Wann sind unbezahlte Überstunden rechtens?

Arbeitgeber schreiben gern Klauseln in Arbeitsverträge, denen zufolge Überstunden pauschal mit dem regulären Gehalt abgegolten werden. Das ist erlaubt – aber nur, wenn verbindliche Zahlen genannt werden. Das Bundesarbeitsgericht hat 2011 entschieden, dass Beschäftigte ein Recht darauf haben, bei Vertragsabschluss zu wissen, welche Leistungen sie für einen bestimmten Lohn erbringen müssen. Unklare Formulierungen zum Ausmaß der Überstunden sind daher unwirksam, wenn eine konkrete Stundenzahl fehlt. Zulässig wäre laut DGB Rechtsschutz eine Klausel wie „Mit dem Gehalt sind 15 Überstunden pro Monat abgegolten. Darüber hinaus gehende Stunden sind wie folgt zu vergüten …“

Damit eine Abgeltungsregelung gültig ist, dürfen die unbezahlten Überstunden einen angemessenen Rahmen nicht überschreiten. Dazu gibt es eine Orientierung vom Bundesarbeitsgericht: Es hielt eine Klausel für wirksam, die bei einer Vollzeittätigkeit eine Abgeltung von bis zu 20 Überstunden pro Monat vorsah.

Geld oder Freizeit als Ausgleich

Für Überstunden gibt es in der Regel einen Ausgleich, der entweder zeitlicher oder finanzieller Art sein kann. Dafür treffen Arbeitgeber und Arbeitnehmer eine einzelvertragliche Vereinbarung, wenn das nicht anderweitig geregelt ist. Liegt keine Vereinbarung vor, müssen Arbeitgeber die geleisteten Überstunden ausbezahlen.

Für Überstunden kann es einen Zuschlag geben oder die Bezahlung erfolgt entsprechend zur Grundvergütung. Oft können Beschäftigte auch wählen, ob sie sich Überstunden vergüten lassen oder einen Freizeitausgleich nehmen. Verweigern können Arbeitgeber die Bezahlung von Überstunden nicht, wenn sie angeordnet oder geduldet wurden. Mitarbeiter können jedoch zum Abfeiern von Überstunden nach Hause geschickt werden, wenn gerade wenig Arbeit anfällt.

Wie können Arbeitnehmer Überstunden nachweisen?

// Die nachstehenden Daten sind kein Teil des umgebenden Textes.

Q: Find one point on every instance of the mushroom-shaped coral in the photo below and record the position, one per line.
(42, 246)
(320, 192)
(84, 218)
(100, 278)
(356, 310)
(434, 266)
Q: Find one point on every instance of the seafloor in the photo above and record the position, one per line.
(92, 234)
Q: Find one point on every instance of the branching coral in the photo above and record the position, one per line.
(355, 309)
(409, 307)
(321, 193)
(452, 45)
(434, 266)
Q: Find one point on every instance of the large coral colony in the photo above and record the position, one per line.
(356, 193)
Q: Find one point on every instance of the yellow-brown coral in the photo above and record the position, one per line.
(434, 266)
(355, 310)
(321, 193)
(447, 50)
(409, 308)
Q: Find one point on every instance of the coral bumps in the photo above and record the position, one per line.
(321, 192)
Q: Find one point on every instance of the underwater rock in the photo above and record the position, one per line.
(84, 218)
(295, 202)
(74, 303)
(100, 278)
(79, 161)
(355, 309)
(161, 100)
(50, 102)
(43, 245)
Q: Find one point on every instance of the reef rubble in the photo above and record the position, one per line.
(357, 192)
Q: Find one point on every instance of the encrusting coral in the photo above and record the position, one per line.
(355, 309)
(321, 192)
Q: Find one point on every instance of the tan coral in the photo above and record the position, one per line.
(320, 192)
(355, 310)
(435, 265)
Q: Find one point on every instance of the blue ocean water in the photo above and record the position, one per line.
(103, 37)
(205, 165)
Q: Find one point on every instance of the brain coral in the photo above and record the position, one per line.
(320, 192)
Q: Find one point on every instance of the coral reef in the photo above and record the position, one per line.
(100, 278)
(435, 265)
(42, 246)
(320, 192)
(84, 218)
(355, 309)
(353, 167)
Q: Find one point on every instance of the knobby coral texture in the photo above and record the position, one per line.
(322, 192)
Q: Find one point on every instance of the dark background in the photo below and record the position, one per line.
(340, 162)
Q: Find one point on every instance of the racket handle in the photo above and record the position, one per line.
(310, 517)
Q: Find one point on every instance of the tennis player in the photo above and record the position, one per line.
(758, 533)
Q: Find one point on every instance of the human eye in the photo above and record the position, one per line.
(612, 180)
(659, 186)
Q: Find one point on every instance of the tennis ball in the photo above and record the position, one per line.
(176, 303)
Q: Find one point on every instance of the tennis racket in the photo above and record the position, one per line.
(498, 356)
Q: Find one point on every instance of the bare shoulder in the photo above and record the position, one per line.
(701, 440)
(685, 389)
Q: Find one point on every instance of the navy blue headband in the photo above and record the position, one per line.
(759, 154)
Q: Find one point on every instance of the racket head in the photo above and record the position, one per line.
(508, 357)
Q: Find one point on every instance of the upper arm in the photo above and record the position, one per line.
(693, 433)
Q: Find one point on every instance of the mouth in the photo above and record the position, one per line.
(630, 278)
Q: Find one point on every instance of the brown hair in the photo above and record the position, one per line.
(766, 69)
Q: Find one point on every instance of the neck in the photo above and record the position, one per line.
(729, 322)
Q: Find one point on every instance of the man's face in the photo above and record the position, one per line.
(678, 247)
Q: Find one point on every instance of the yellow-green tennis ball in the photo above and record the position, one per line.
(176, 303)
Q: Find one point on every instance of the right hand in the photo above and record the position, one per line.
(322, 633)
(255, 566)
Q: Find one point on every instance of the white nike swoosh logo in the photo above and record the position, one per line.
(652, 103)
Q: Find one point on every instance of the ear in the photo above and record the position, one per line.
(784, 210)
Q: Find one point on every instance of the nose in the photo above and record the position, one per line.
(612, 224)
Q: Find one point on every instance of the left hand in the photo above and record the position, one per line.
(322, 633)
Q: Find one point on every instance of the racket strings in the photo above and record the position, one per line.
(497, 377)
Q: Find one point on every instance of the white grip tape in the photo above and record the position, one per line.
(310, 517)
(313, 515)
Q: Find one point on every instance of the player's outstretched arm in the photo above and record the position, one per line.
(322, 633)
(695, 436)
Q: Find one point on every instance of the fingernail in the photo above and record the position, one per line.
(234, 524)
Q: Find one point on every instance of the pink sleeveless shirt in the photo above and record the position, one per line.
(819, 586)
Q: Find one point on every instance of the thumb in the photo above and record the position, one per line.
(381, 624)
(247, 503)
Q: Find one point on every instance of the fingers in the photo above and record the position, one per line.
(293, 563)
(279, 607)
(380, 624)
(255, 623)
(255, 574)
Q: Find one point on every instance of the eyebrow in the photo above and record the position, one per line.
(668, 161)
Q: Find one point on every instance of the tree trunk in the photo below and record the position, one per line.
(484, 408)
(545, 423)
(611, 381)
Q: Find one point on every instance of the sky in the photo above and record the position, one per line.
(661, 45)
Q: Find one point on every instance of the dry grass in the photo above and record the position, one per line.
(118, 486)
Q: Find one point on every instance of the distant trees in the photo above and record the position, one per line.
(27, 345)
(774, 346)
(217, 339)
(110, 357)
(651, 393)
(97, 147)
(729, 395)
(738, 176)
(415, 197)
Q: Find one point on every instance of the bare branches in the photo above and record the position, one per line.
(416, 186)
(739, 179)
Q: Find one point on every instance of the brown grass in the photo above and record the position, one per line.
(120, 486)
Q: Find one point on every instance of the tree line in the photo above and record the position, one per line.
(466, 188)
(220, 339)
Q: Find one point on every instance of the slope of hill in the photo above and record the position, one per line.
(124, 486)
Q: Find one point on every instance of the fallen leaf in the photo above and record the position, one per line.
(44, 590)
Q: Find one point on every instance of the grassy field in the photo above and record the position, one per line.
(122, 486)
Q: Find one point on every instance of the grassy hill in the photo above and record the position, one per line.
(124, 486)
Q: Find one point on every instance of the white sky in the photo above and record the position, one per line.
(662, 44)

Gerade im Homeoffice verschwimmen oft die Grenzen zwischen Arbeit und Privatleben. Wann die flächendeckende Zeiterfassung in deutschen Unternehmen kommt, ist noch unklar. Bis dahin kann es für Arbeitnehmer schwierig sein, geleistete Überstunden nachzuweisen. Klagen vor den Arbeitsgerichten scheitern oft an fehlenden Belegen. Deshalb sollten Arbeitnehmer ihre Überstunden immer dokumentieren, indem sie Anzahl, Zeitpunkt und Anlass der Überstunden notieren und vom Arbeitgeber abzeichnen lassen. Kommt es zu einer rechtlichen Auseinandersetzung mit dem Arbeitgeber, muss in der Regel jede einzelne Überstunde nachgewiesen werden, die vom Arbeitgeber angeordnet wurde.